I don’t know how to explain it — most of the time you’re in the water just sitting on your board. You’re waiting and you’re watching the waves. You’re sitting in the ocean and it’s so beautiful out and the sun is setting and you just really take it all in. It’s definitely meditative. I rarely sit there and think about my problems. It’s more like, ‘Wow this is amazing right now…No problems over here!’ 

The worst thing is getting tumbled over by a big, strong wave. It feels awful, but you just have to get up and do it again. It’s definitely scary, but everything is scary. Running a marathon is scary. Running a half-marathon is scary. Trying out new workouts is scary. You just have to go do it!

 

What are the fitness rituals or routines that you practice daily?

Now that I’m training, I’m so crazy. I want to get my strength training in. I also want to do yoga. I kind of fluctuate every week. It depends on the week. Mondays I like this certain teacher at SoulCycle, then on Tuesday I make sure I do high intensity workouts, and on Wednesday I’ll flip over to yoga and then go for a run on Friday. There’s so much to do out there.

Equinox has this class I love called Cut — it’s shadowboxing, and part kickboxing.
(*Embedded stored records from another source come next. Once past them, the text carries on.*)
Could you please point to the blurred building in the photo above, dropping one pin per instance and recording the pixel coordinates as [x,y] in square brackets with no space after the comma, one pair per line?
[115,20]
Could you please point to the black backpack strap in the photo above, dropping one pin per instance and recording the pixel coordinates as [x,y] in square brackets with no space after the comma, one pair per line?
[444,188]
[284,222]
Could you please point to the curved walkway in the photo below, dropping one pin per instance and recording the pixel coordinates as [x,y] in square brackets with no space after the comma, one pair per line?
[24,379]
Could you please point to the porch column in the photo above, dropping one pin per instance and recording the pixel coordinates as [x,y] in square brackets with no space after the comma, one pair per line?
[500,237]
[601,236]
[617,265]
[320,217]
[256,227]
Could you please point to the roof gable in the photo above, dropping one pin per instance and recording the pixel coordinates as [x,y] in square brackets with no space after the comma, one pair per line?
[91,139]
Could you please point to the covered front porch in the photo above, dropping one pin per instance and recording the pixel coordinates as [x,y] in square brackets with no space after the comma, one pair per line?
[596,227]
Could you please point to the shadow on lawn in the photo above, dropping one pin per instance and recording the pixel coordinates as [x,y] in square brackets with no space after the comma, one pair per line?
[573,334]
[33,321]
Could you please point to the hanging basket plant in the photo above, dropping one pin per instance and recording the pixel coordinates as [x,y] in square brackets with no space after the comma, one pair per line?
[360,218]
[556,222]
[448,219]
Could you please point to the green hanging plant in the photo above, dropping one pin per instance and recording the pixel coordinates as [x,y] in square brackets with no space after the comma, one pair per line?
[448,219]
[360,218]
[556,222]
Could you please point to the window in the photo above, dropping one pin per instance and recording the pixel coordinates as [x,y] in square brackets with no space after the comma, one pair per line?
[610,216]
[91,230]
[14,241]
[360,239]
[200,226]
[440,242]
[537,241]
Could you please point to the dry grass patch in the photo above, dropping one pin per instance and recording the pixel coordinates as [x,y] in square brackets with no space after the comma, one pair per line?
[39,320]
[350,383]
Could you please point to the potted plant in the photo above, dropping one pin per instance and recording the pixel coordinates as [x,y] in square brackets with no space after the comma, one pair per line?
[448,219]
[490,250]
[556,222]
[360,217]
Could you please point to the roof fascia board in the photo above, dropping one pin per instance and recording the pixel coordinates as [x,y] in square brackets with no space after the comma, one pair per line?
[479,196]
They also always incorporate planks and ab stuff with intensity cardio stuff. I love that. And for yoga, I love Y7. I know that yoga is supposed to be all quiet and nice, but something about the dimmed lights and the loud music and doing your flow is just the best thing on earth, especially if you’re into music. Sometimes, music can be more meditative than silence. In my last class, I cried at the end.

  

Are there ever times when you feel burnt out from all of your career ventures?

I don't just have normal desk jobs. Two weeks ago, I did this really big project — it was a Creative Time gala and I was onsite for five days. It was massive. I felt all burnt out because I was also trying to run in the morning. Sometimes, I have to say, ‘Don’t force yourself to go workout because you’ll feel terrible after trying to incorporate all of that…so sleep a little longer.’

I always try to give myself a break to make some turmeric-ginger tea, and then I’ll be fine. It always makes me feel better the next day. I use turmeric a lot — that’s my thing when I’m sick or feeling lethargic.

 

What’s your idea of legacy?

There's a reason why I like to do this press about my workouts and stuff. Yes, press for myself, that's great and all, but at the same time, I want to inspire other women to do things they don't normally do, and be okay with trying out new things at any stage of their lives. When I wanted to get into surfing, I got into surfing. When I wanted to run, I got into running. When I wanted to beat my time, I beat it, which was this morning by the way, and I beat it by 15 minutes. There are things I want women to feel empowered about doing. If I can do it, you can too. We are our own self-motivators. And that's what's important to know. 

I have a job, multiple jobs, but I'm also trying to be my own entrepreneur, and I'm also trying to live a healthy life and enjoy the things I love. If I can be an inspiration to women and girls, then I've done my part. Girl power, ya know?